Alfred doesn’t even save hotkeys from workflows, to avoid conflicts with other hotkeys set by users, so I really doubt this kind of system monitoring would even be considered. It could also be easily abused (there are a lot of people — likely the majority — even on the forums, that have no idea of how a workflow works internally — they “install” it and expect it to work when they launch it, not for it to always be in the background doing things). As an example, consider my PinAdd workflow (I won’t go into much technical detail of how it works, as it’s explained in the thread). Due to limitations with the way Alfred works, it has a pi script filter that you’ll likely never see — it’s job is to simply get the title and url from your browser’s frontmost tab, so that when you finish typing pin, you can just input your arguments and be on your way. Now imagine that instead of having that setup (which is non-optimal, but it’s really the best way I found so far to go about it, and is an evolution of many different tries), I’d just have it acting up at regular intervals — now you’d have a process eating a (albeit very tiny) portion of your resources, constantly. Now multiply that for the number of workflows you have. Another example would be PinUnread, where hitting up the Pinboard API regularly for your unread bookmarks would make it faster every time you call it, but again, it’d be always eating up resources (including your network connection, in this case), for something you may only use sporadically, or maybe don’t even use anymore.

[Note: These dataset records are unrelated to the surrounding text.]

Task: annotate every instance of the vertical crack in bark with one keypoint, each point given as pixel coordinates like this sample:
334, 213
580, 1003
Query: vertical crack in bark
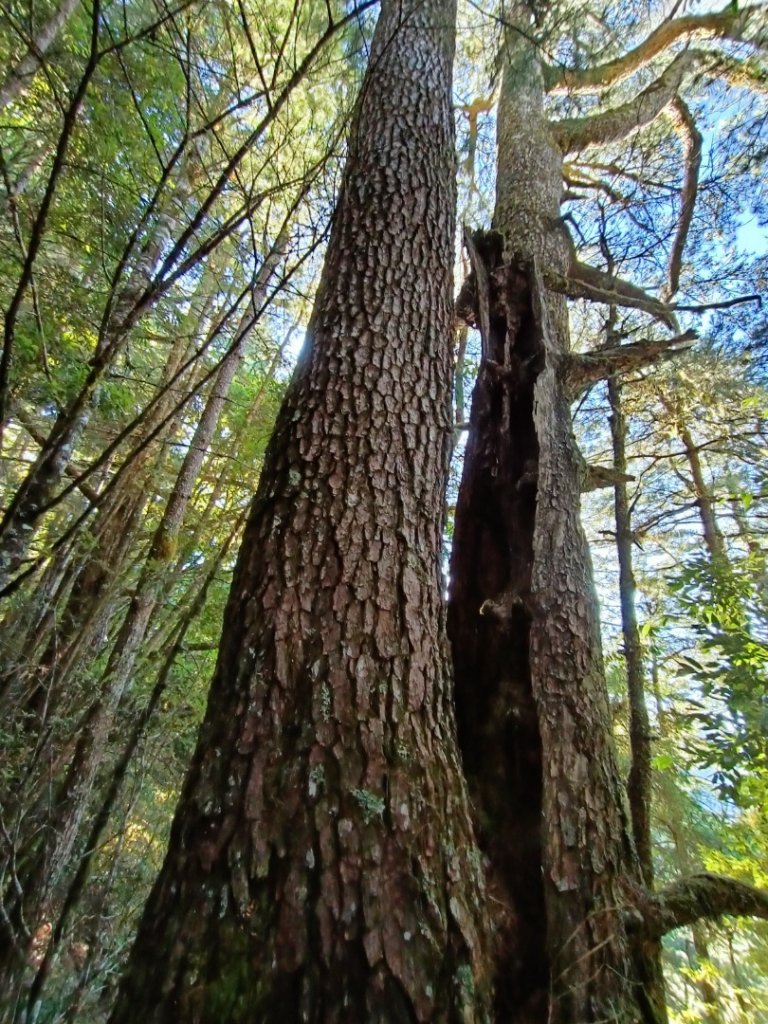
489, 616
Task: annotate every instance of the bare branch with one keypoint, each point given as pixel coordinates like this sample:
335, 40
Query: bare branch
596, 477
583, 371
692, 141
572, 134
584, 282
726, 24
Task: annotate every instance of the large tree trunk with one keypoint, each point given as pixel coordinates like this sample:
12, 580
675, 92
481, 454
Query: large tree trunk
322, 864
531, 706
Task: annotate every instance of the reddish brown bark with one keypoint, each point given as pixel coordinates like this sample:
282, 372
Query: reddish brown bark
322, 864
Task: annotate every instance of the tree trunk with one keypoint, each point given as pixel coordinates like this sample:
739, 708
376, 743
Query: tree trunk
322, 865
638, 784
531, 706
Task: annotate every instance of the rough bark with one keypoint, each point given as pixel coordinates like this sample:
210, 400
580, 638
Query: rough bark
322, 865
523, 616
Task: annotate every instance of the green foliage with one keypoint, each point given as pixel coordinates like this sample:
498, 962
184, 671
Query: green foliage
726, 608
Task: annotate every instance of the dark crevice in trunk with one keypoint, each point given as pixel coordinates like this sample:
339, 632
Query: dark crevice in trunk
489, 613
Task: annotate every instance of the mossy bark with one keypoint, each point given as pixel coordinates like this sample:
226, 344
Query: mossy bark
532, 710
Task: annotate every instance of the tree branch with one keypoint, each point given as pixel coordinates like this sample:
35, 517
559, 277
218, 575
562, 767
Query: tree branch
583, 371
584, 282
572, 134
699, 897
692, 141
727, 24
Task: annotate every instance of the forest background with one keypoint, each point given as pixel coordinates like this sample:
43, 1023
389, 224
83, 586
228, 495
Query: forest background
168, 179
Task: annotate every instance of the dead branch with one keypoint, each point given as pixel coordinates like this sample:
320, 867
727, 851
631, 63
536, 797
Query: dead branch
701, 897
726, 24
583, 371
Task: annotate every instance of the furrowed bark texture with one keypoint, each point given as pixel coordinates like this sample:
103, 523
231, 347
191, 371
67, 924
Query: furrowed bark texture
523, 619
322, 865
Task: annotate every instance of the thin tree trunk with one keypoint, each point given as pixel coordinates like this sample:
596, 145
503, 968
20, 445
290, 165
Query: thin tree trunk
322, 864
638, 785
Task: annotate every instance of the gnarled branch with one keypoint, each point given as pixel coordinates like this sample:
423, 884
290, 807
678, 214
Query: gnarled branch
583, 371
585, 282
726, 24
700, 897
692, 142
572, 134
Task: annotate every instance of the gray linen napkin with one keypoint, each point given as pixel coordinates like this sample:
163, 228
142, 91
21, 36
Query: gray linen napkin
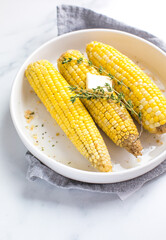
71, 18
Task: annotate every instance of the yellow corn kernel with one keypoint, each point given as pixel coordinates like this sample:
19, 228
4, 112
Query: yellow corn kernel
144, 93
53, 90
109, 115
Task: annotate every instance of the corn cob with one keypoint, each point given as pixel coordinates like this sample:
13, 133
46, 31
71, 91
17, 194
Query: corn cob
146, 97
112, 118
74, 119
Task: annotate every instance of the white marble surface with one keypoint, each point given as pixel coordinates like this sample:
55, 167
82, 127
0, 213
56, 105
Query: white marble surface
36, 210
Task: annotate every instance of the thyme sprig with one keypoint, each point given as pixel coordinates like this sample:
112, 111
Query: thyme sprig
100, 93
100, 69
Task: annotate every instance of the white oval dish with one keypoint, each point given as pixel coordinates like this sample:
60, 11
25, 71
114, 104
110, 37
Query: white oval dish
59, 154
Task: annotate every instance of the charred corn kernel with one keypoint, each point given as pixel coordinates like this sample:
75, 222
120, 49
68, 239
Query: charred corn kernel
145, 95
113, 119
53, 90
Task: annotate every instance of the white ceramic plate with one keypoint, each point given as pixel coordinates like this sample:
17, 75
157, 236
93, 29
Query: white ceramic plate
58, 152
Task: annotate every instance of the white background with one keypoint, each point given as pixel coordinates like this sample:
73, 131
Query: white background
36, 210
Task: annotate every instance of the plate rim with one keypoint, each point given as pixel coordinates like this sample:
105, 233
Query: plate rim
82, 175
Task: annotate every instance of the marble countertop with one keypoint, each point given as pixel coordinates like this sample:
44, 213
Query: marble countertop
36, 210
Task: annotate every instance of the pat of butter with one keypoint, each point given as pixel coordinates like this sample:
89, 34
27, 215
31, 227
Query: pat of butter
94, 81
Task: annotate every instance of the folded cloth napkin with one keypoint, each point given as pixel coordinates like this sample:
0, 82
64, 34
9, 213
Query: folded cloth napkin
71, 18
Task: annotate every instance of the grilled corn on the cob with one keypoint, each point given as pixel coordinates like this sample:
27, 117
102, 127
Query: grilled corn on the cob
146, 97
112, 118
74, 119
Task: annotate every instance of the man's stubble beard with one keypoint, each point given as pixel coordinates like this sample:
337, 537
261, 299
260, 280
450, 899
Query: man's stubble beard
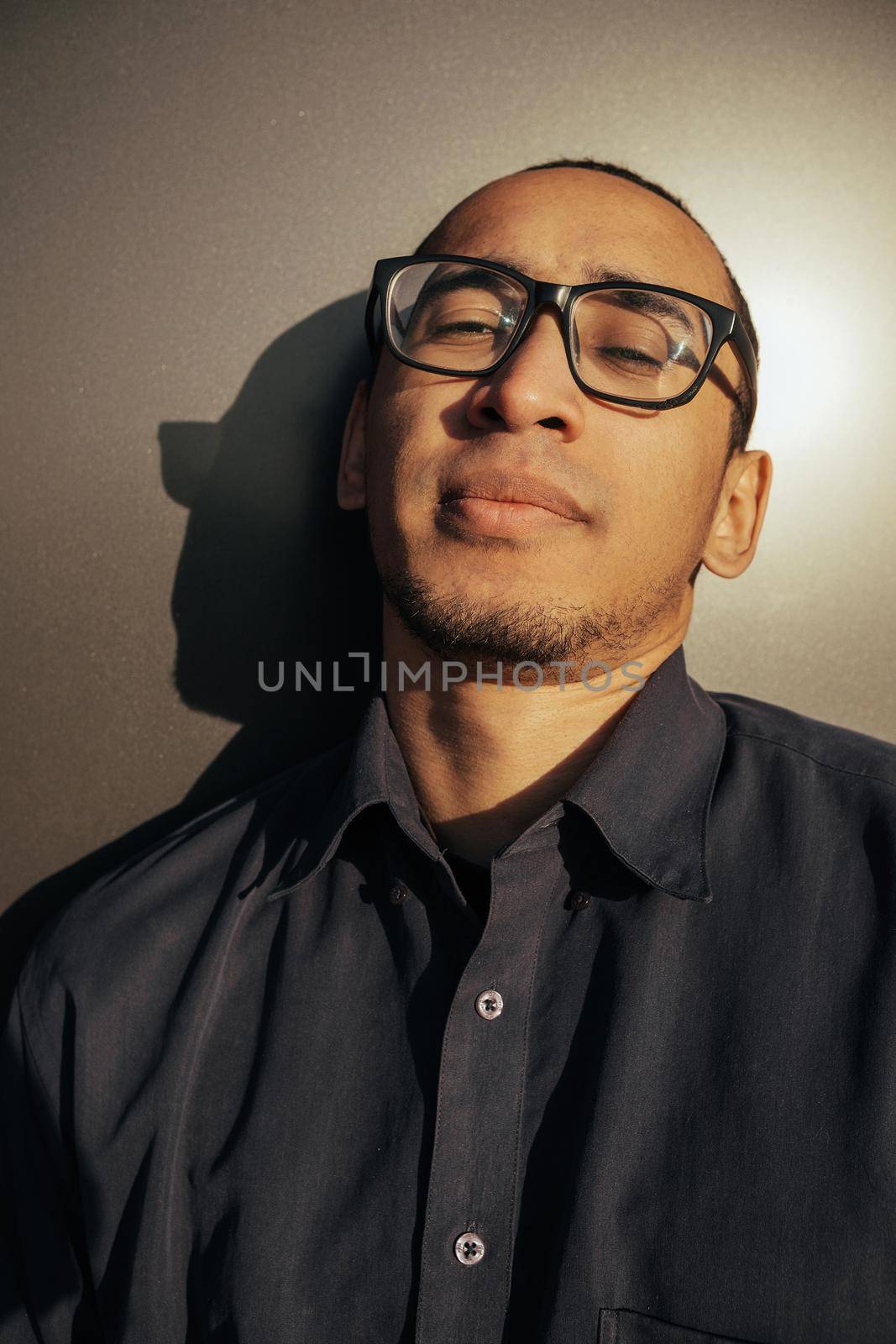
469, 632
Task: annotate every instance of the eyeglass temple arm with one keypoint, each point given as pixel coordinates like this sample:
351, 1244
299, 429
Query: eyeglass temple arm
747, 356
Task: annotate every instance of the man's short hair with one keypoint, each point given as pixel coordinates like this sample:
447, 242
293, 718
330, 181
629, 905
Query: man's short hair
741, 412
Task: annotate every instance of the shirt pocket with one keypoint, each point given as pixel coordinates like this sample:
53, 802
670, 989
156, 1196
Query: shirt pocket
622, 1327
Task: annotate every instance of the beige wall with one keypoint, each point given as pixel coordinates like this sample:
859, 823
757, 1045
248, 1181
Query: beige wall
194, 195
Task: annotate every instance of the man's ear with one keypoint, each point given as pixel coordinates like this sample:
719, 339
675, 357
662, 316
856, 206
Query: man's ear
738, 521
349, 483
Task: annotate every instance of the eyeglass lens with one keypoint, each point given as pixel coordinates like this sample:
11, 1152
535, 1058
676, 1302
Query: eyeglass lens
625, 342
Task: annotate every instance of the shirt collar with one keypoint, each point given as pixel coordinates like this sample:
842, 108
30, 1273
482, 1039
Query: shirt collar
647, 790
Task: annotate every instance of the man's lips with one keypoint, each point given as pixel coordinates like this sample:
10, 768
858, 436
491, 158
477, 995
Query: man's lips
506, 490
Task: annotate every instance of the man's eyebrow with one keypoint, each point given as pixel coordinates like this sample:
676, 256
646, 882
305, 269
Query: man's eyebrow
661, 306
589, 273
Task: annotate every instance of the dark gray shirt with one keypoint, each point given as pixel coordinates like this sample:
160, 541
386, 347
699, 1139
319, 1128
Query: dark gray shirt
273, 1081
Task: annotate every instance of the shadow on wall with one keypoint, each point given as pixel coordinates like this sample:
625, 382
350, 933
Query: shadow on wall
271, 570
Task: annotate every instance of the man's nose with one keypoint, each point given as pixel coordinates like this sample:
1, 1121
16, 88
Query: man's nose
533, 387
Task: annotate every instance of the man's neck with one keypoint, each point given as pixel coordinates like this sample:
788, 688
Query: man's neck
486, 761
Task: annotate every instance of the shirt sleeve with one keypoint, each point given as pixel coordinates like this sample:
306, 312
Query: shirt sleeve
45, 1284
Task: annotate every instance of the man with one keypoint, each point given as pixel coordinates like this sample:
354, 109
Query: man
553, 1008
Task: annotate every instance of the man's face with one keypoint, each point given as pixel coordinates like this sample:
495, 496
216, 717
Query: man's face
492, 581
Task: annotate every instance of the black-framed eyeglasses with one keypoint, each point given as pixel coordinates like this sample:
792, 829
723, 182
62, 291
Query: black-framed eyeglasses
626, 342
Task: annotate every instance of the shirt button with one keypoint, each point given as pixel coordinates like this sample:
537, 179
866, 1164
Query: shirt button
469, 1249
490, 1005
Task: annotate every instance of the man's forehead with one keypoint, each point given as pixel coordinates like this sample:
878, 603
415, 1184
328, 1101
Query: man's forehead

Of course we can argue that that is also the responsibility of the developer, but workflows are so easy to build that even non-developers do it (that’s the point), sometimes with very little help, and those users may not understand the ramifications of having workflows with such monitoring capabilities (nor do the users who install those).

Alfred presents itself as a launcher, one that you have to take the action (and responsibility) of explicitly calling. Even a workflow like EggTimer, that setups launchd daemon events, works within that rule. Alfred does one thing well (with lots of smaller actions that support and complement the big one), and it should strive not to deviate from, but to be better at it.

Edited by Vítor
Posted

It would be awesome if Alfred could keep an eye on system goings-on and launch workflows based on these events. Example triggers:

  • Wake from sleep
  • Wifi/Bluetooth state change
  • Disk space changes
  • CPU goes over set threshold (e.g. 90% for 10 sec or longer)
  • Battery goes below set percentage
  • Time & date triggers (e.g. 4:00pm, every 2 hours, or on the 3rd Saturday of the current month)

These events are similar to the ones used by Launch Daemons.

 

These kind of triggers would allow Alfred to automatically accomplish tasks based on my criteria; right now I have to call Alfred manually before he can help me.

 

Cheers :)

 

Keyboard Maestro will help with several of these triggers. And you could use Keyboard Maestro to run a script that would perform actions with Alfred. Just a thought.

  • 7 months later...
Posted

time/date triggers are cronjobs, just download cronnix.app for that.

but an event listener (except for time events) would be cool

i am not sure, but i dont think, that the battery percentage is an event, the battery changes every second, its like an interval check (by alfred) and i wouldnt like that.